Dieser Artikel ist älter als ein Jahr.
Wie Obama in einer vom TV-Sender CBS ausgestrahlten Ansprache weiter betonte, könnten die Folgen schlimmer sein als bei der gerade überwundenen Wirtschaftskrise. Den USA könnte die schlimmste Rezession ihrer Geschichte drohen, so Obama laut dem Wirtschaftsportal Bloomberg.
1917 eingeführt
Die gesetzliche Schuldenobergrenze wurde 1917 eingeführt, um der US-Regierung mehr finanziellen Spielraum zu verschaffen. Bis dahin musste der Kongress jeder einzelnen Ausgabe von Staatsanleihen zustimmen. Zuletzt wurde die Schwelle Anfang 2010 auf 14,29 Billionen Dollar erhöht.

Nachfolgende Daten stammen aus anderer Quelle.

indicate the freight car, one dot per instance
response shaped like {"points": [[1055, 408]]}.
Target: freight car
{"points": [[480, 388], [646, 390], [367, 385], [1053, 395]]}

Die USA kämpfen derzeit gegen den höchsten Schuldenberg ihrer Geschichte. Dieser könnte zu Wochenbeginn die erst im Vorjahr auf 14,3 Billionen Dollar (rund zehn Billionen Euro) erhöhte gesetzlich festgelegte Obergrenze überschreiten. Danach darf die US-Regierung keine neuen Schulden mehr aufnehmen. Allerdings kann das Finanzministerium noch bis zum 2. August mit Sondermaßnahmen dafür sorgen, dass der Staat seine Rechnungen begleichen kann.

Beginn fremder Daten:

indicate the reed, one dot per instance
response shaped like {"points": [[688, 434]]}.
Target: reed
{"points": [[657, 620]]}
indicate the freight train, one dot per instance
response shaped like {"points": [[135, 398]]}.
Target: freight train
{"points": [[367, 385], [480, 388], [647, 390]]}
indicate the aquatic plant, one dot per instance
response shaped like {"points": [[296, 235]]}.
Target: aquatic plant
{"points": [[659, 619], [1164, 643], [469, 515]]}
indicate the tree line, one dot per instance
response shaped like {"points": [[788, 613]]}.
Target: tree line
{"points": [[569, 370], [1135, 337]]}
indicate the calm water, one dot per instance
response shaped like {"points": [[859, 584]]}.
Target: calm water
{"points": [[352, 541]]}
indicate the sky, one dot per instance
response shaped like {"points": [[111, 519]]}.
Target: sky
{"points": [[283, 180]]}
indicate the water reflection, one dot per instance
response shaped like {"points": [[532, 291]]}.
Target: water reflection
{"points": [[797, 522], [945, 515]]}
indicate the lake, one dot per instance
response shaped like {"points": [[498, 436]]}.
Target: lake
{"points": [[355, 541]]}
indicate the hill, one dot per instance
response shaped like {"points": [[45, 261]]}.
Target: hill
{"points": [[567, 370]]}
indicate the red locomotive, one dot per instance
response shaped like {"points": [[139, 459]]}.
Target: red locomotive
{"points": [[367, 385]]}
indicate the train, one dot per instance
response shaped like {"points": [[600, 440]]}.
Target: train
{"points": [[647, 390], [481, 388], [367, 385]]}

Sollte der Kongress bis dahin keine Erhöhung der Schuldengrenze verabschieden, wäre eine Zahlungsunfähigkeit der USA die Folge. Die Ratingagentur Standard & Poor’s droht dem Land wegen des festgefahrenen politischen Streits über die Haushaltspolitik bereits mit dem Entzug der Bonitätsbestnote „AAA“.
Auch Geithner schlägt Alarm
Auch Finanzminister Timothy Geithner warnte vor einer neuen Rezession und katastrophalen Folgen für die US-Wirtschaft. „Ein Versäumnis würde einen katastrophalen, weitreichenden Schaden für die Wirtschaft unserer Nation haben, das Wachstum erheblich reduzieren und die Arbeitslosigkeit erhöhen“, hieß es in einem Schreiben Geithners an den demokratischen Senator Michael Bennet.
Ordnungsruf von Bernanke
Mit einem scharfen Ordnungsruf versuchte zuletzt auch der oberste Notenbanker der USA, Ben Bernanke, den Kongress zur Raison zu bringen: Sollten die Abgeordneten im US-Kongress ihr „riskantes Spiel“ nicht beenden, drohe im schlimmsten Fall eine Finanzkrise wie nach der Pleite der Investmentbank Lehman Brothers im September 2008.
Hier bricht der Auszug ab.